Thanks for looking through this.

On 14/06/2017 22:44, Peter Levart wrote:
:

...where you use the 'reflectionFactory' field one time and 'getReflectionFactory()' method another time. The field might not already be initialized...
Well spotted, it should be using getReflectionFactory(), not reflectionFactory. I'm not sure how that crept in.


:


In j.u.ServiceLoader:

:

...does not return true for situations like:

public interface A {}
public interface B extends A {}
public class C implements B {}

isAssignable(C.class, "A") ???

If A is a service interface and C is its implementation class, should C be considered a valid service provider? If yes, the method might need some stack or queue or recursion.
I think I'd prefer to just remove this completely. As you probably gathered, this is just to disambiguate error cases when Class.isAssignableFrom indicates the provider listed in META-INF/services/<service> is not an implementation of the service type. It's a long standing SL issue (pre-dates JDK 9) and probably not worth trying to improve this now.



In IllegalAccessLogger:

Is the following method:

280 private void log(Class<?> caller, String what, Supplier<String> msgSupplier) ...

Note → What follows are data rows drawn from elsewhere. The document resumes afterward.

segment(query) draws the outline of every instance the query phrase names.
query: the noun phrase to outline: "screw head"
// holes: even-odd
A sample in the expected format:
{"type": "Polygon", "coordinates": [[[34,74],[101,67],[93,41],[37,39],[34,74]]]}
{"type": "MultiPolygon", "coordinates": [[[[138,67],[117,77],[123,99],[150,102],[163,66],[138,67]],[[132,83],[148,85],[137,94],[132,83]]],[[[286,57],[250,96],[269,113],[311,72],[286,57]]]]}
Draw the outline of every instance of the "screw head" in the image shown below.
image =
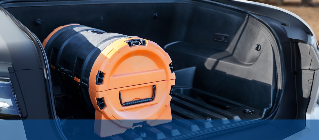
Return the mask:
{"type": "Polygon", "coordinates": [[[311,80],[310,80],[308,81],[308,83],[309,84],[311,83],[311,80]]]}
{"type": "Polygon", "coordinates": [[[103,21],[103,20],[104,20],[104,17],[103,17],[103,16],[101,16],[100,17],[100,19],[101,21],[103,21]]]}
{"type": "Polygon", "coordinates": [[[42,24],[42,21],[41,19],[38,19],[34,21],[34,24],[36,25],[40,25],[42,24]]]}
{"type": "Polygon", "coordinates": [[[156,19],[159,18],[159,14],[157,13],[155,13],[153,15],[153,17],[154,19],[156,19]]]}

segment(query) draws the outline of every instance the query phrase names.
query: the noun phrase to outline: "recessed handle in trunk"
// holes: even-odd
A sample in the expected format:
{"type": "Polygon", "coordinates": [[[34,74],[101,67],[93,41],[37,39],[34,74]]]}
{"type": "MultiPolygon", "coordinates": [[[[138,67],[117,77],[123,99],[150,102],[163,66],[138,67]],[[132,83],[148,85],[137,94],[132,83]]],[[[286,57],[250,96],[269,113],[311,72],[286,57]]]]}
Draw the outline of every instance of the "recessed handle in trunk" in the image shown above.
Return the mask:
{"type": "Polygon", "coordinates": [[[129,105],[136,105],[137,104],[142,104],[142,103],[146,103],[147,102],[150,102],[152,101],[153,99],[154,99],[154,97],[155,97],[155,90],[156,90],[156,88],[155,88],[155,85],[153,85],[153,96],[152,97],[152,98],[146,98],[145,99],[141,99],[140,100],[137,100],[136,101],[131,101],[130,102],[125,102],[125,103],[123,103],[122,101],[122,97],[121,95],[121,92],[119,92],[119,96],[120,97],[120,102],[121,103],[121,104],[122,105],[125,105],[126,106],[128,106],[129,105]]]}

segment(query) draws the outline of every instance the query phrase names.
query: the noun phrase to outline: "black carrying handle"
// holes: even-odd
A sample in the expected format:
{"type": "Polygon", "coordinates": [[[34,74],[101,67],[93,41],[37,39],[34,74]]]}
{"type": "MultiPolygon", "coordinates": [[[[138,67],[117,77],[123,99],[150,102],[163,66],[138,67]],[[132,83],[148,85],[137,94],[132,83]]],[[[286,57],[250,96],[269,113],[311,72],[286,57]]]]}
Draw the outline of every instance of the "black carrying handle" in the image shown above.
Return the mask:
{"type": "Polygon", "coordinates": [[[155,97],[155,90],[156,90],[156,88],[155,88],[155,85],[153,85],[153,97],[152,97],[152,98],[146,98],[146,99],[141,99],[140,100],[137,100],[136,101],[131,101],[130,102],[126,102],[124,103],[123,103],[123,102],[122,101],[122,97],[121,95],[121,92],[119,92],[119,94],[120,96],[120,102],[121,103],[121,104],[122,105],[125,105],[126,106],[128,106],[129,105],[136,105],[138,104],[141,104],[144,103],[146,103],[147,102],[149,102],[153,99],[154,99],[154,97],[155,97]]]}

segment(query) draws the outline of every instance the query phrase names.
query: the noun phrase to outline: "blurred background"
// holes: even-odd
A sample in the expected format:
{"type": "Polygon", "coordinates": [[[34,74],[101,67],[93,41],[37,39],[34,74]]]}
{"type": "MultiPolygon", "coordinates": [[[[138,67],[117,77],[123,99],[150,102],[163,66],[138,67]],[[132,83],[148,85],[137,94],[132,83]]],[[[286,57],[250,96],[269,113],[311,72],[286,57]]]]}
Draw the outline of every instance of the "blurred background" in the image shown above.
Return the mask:
{"type": "Polygon", "coordinates": [[[253,0],[280,7],[305,20],[313,30],[319,42],[319,0],[253,0]]]}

Invoked frequently from different threads? Might synchronization in this method be a performance bottleneck? There are some optimizations possible...
Are you concerned about the permit case or the warn/debug case? For the permit (default) case then the logger is discarded at the first illegal access. At worse, then several threads compete (and synchronized) to be the first offender but there is no synchronization or logging after that.

With the warn/debug case then someone has opt'ed in to get warnings or stack traces. If there is really bad code with continuous calls to log because of illegal reflective access then it could indeed be a bottleneck. I don't think we should be too concerned with that. Yes, it could be improved if it really is an issue so I think we should wait to see what the default setting will be in JDK 10. If it becomes "warn" then we might have to look at it again.